I try not to hate the holidays, but I can’t help it.
It has its upsides; I love watching my kids eat turkey and get excited for the special days at hand, and for their little hands to tear apart the wrapping paper to reveal the joy underneath. Every week they bring home a new holiday inspired craft from school, and it’s wonderful to see their creativity blossom. For Thanksgiving this year they had to write a list of things they were grateful. “Mommy” was on the top of both of their lists. Seeing that made my holiday wish list complete.
If it wasn’t for them I’d be a complete “bah humbug” type. I’m not religious in the Christian sense, so I don’t get excited for baby jesus, and the common practice of finding the perfect gift leaves me feeling jaded. Don’t get me wrong, I love buying people gifts, and I do this for loved ones sometimes for no reason save for coming across something I knew would add value to their day, therefore adding value to mine. This makes some people feel bad if they don’t return it, which defies the purpose of my giving them a present to begin with, making me wish I hadn’t. I don’t like making people feel bad.
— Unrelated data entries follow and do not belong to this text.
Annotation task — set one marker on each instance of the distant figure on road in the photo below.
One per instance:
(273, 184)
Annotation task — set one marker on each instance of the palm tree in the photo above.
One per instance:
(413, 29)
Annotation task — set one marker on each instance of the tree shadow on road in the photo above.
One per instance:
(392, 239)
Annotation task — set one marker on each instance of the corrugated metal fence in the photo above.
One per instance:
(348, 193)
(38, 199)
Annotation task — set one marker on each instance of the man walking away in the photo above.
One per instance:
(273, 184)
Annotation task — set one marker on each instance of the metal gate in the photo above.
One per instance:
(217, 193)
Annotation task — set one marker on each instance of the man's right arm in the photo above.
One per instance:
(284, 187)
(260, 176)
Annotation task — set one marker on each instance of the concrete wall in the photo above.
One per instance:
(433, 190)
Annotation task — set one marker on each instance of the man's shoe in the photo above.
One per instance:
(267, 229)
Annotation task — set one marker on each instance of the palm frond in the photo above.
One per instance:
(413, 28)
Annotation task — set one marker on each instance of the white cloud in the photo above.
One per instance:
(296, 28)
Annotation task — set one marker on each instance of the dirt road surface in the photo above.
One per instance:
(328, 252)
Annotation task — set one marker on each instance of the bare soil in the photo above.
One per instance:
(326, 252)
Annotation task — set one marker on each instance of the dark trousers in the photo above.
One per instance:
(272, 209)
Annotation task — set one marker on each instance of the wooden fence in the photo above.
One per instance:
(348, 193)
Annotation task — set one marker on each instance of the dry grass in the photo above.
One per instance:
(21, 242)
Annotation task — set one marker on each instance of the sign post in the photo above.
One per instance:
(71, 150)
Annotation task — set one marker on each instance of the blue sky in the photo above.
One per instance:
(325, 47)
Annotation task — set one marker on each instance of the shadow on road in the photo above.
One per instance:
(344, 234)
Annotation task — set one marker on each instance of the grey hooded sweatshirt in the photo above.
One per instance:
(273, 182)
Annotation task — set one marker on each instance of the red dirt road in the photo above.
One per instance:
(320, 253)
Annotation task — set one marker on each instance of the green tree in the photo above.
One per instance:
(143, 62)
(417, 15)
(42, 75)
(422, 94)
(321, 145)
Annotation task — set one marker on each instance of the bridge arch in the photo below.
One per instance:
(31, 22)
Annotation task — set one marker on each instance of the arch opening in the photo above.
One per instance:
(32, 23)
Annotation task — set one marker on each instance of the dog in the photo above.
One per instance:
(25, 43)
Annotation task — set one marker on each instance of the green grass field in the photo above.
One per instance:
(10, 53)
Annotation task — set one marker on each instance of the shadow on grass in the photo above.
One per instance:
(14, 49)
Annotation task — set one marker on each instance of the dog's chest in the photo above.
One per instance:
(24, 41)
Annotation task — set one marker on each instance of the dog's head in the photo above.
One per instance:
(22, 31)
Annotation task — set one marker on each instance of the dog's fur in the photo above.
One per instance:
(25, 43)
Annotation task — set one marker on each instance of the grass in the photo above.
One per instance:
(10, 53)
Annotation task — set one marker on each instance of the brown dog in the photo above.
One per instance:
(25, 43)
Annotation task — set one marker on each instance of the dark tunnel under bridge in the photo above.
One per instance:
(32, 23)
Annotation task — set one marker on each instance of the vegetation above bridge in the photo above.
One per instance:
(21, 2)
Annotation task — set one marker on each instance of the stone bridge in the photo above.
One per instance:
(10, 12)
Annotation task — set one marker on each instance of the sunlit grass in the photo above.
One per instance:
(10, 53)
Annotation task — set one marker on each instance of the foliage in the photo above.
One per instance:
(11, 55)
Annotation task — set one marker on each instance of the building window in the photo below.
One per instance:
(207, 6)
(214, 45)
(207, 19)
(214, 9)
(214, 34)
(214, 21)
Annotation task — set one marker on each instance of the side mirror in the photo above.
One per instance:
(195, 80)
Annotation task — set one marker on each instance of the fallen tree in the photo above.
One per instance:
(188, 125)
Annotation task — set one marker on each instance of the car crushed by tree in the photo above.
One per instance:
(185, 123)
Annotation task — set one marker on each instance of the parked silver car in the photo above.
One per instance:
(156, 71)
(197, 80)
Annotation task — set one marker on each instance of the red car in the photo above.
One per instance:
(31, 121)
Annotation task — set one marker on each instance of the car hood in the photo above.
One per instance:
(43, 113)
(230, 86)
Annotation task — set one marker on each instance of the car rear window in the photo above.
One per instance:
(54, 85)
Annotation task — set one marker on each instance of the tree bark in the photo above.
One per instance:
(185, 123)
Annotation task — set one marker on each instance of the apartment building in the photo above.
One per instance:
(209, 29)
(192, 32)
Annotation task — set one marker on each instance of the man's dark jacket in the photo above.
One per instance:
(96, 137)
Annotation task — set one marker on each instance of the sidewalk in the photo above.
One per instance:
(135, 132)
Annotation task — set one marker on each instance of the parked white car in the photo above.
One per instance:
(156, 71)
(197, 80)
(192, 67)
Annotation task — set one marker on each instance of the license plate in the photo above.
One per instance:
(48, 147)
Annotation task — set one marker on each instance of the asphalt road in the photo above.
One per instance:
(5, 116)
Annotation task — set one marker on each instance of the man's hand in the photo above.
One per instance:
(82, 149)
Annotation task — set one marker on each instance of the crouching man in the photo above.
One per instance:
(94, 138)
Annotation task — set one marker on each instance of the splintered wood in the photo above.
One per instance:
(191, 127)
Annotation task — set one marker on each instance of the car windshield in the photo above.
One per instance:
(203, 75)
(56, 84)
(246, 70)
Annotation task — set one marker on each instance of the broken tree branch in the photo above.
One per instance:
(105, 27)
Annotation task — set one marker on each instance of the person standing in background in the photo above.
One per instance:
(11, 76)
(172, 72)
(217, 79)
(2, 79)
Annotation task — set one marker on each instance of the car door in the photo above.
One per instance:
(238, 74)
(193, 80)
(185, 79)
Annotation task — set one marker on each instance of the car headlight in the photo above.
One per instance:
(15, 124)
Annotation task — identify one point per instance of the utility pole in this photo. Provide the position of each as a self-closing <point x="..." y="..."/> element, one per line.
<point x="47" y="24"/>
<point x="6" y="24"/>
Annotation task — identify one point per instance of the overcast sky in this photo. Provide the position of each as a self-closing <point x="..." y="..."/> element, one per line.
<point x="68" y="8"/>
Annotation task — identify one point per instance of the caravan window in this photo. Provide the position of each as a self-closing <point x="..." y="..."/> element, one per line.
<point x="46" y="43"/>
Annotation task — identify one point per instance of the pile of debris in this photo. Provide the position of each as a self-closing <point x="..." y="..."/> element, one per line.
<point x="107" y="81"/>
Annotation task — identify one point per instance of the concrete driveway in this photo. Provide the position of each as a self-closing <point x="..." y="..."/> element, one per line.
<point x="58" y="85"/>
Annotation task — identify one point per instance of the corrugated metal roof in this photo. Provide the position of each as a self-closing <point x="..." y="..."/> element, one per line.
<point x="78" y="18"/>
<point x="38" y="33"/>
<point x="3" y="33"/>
Thanksgiving has come and gone. This was the first holiday since the disbanding of my family making it an awkward day. I felt a lot of pressure to give my dad a great day so I cooked my first ever Thanksgiving meal. It came out wonderful. Too bad he was too sick to enjoy it. I had actually lost my appetite once it was done so out of the six people I cooked for, only one really ate. I had enough to decide that it was one of the best turkeys I’d ever had, and picked at the rest for appearance’s sake. After the family went to sleep and my other two guests had left I went to the bar I usually go to with friends over the holidays. That was equally strange. Only two out of the group came. Everyone else was home with their family/new boyfriends/girlfriends/cats/neighbors/ect, and the rest no longer live here. Not to say it was a horrible time, but it just wasn’t the same. I was the only one doing any drinking, making for another awkward situation while I drank until I couldn’t feel feelings.
My birthday is in a few weeks. I’m still a few years from hitting the thirty mark, but it will be here soon enough. I have never been afraid of aging until this morning when I caught a glimpse of my reflection and saw some “signs” that I should be afraid. Puffy eyes, slight wrinkling in the corners, that “tired despite sleeping for eight hours” look. I’ve never really had that before. It occurred to me in that moment that I’m not young anymore. Time is passing, and things that are important that I finish before age gets to the best of me haven’t happened yet, like getting my degree and courtship and whatnot. I at least have some breeding under my belt, so that’s good. Once I hit thirty-one, I’ll be making a point to not expand my gene pool anymore, so I’m glad to have the two that I made.